Good to share is it not.

P-value — the significance test we’ve been optimising since Day 1

The p-value in our trade-level metrics is the output of a permutation test on the trade-return series. Given T trade returns r₁, r₂, … r_T, we test the null hypothesis that the strategy has no edge — that the sign of each return is random. We shuffle the signs many times, recompute the Sharpe for each shuffle, and count how often the shuffled Sharpe exceeds the observed one. That fraction is our empirical p-value.

Concretely, a p-value of 0.0001 on a Sharpe of 2.33 means: in 10,000 random sign-permutations of the same trade magnitudes, fewer than one produced a Sharpe that high. The edge is extremely unlikely to be a coincidence of the sign pattern. A p-value of 0.30 means roughly a third of random sign-shufflings look this good — indistinguishable from noise.

P-value pre-dates PSR/DSR in the trading literature. It’s the classical significance test applied to backtests.
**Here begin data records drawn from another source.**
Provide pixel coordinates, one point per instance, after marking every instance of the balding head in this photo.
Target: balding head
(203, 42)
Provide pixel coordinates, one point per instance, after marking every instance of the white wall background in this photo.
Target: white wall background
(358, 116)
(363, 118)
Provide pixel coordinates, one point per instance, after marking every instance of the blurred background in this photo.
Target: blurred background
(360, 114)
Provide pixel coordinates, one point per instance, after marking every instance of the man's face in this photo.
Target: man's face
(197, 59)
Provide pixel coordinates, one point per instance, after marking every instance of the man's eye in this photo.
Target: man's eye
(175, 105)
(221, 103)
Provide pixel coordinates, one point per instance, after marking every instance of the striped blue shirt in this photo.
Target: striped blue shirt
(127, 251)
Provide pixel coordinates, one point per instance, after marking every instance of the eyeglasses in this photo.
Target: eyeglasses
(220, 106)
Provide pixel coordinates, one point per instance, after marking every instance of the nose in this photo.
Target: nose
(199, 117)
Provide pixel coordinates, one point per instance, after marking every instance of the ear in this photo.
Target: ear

It says nothing about selection bias across strategies (DSR’s job), nothing about non-normality adjustments (PSR’s job) — it answers the narrower, older question: “Could this Sharpe have arisen from a random permutation of the same trades?”

Why p-value is our primary optimisation target

There’s a subtle but important reason p-value sits higher than Sharpe in our optimisation priority:

Sharpe can be inflated by a few outlier trades. A strategy that wins 1000 small + loses 5 big can have Sharpe 2.0 with p=0.25. Not robust.
Sharpe gains that don’t shrink p are suspicious. If a researcher tunes parameters and Sharpe rises from 1.5 to 2.0 but p-value stays at 0.08, the “improvement” didn’t come from a more reliable signal — it likely came from overfitting the noise. We treat p-stagnant Sharpe gains as a red flag and usually revert.
p-value responds to reliability, not just magnitude. A strategy with Sharpe 1.5 and p=0.001 has a more trustworthy edge than one with Sharpe 2.5 and p=0.08.

Our standing directive for the research pipeline is: every round must push at least one strategy toward p < 0.05. Rounds that produce Sharpe improvements without significance improvements are flagged for scrutiny.

Walk-forward p-values — the harder bar

The single main-run p-value is not enough. Our walk-forward validation computes a p-value per fold — six non-overlapping 9-month windows. A strategy can game a single main run by accidentally aligning with one regime; it cannot game six independent regimes.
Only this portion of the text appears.